TLDR: I refuse to accept this statement as factual without a listing of applications you have found so far that are broken. I will be very surprised if there are a substantial number of them that are affected by this and are closed-source.

The bug reporter didn't ask for much, and it could have been resolved in a matter of minutes. All he asked for was the creation of a directory and read access to a few others.
What directories can't you read?

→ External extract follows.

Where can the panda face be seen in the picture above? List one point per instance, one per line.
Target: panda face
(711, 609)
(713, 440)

And as stated in the ticket, you can "mkdir /boot/common" and "/boot/beos" yourself.

Yet, when one looks at the inter workings of packages built by Haikuporter, one can clearly see that it indeed uses hard coded paths:

readelf -d msgen

Dynamic section at offset 0x2bb0 contains 23 entries:
  Tag        Type                         Name/Value
0x00000001 (NEEDED) Shared library: [libgettextsrc-0.19.2.so] 0x00000001 (NEEDED) Shared library: [libgettextlib-0.19.2.so]
 0x00000001 (NEEDED)                     Shared library: [libncurses.so.5]
 0x00000001 (NEEDED)                     Shared library: [libintl.so.8]
 0x00000001 (NEEDED)                     Shared library: [libiconv.so.2]
 0x00000001 (NEEDED)                     Shared library: [libroot.so]
0x0000000f (RPATH) Library rpath: [/packages/gettext-0.19.2-1/.self/lib:/packages/ncurses-5.9-10/.self/develop/lib:/packages/libiconv-1.13.1-6/.self/develop/lib]

You missed an extremely key point here: it uses a hardcoded path /that will not and cannot change/, and is the "right way" to do things, as it's by design not by "oh I'll just use a hardcoded path because I'm lazy". Which makes a huge difference.

Haikuporter's incororation into Haiku was the justification for the destruction of numerous end user applications housed at Haikuware.
What applications were destroyed? {CITATION NEEDED}.

They were all created by unpaid volunteers under the most difficult of conditions, destroyed by an arrogant Romanesque thumbs down:

"Package management is the future of Haiku software distribution; if Haikuware won't embrace that, it will go away."

From what I see it *has* embraced it (at least partially), as HPKGs are starting to show up all over the place. But yes, Haikuware still refuses (or maybe it technically cannot?) provide a package repository for people to "pkgman add-repo" to. Which is why we have started adding most of these packages to our own "haikuports" repository.

Actual complaints are welcome. But all I see here are some really general criticisms that might be valid if there was data to back them up. I haven't seen any of that, so, {CITATION NEEDED}.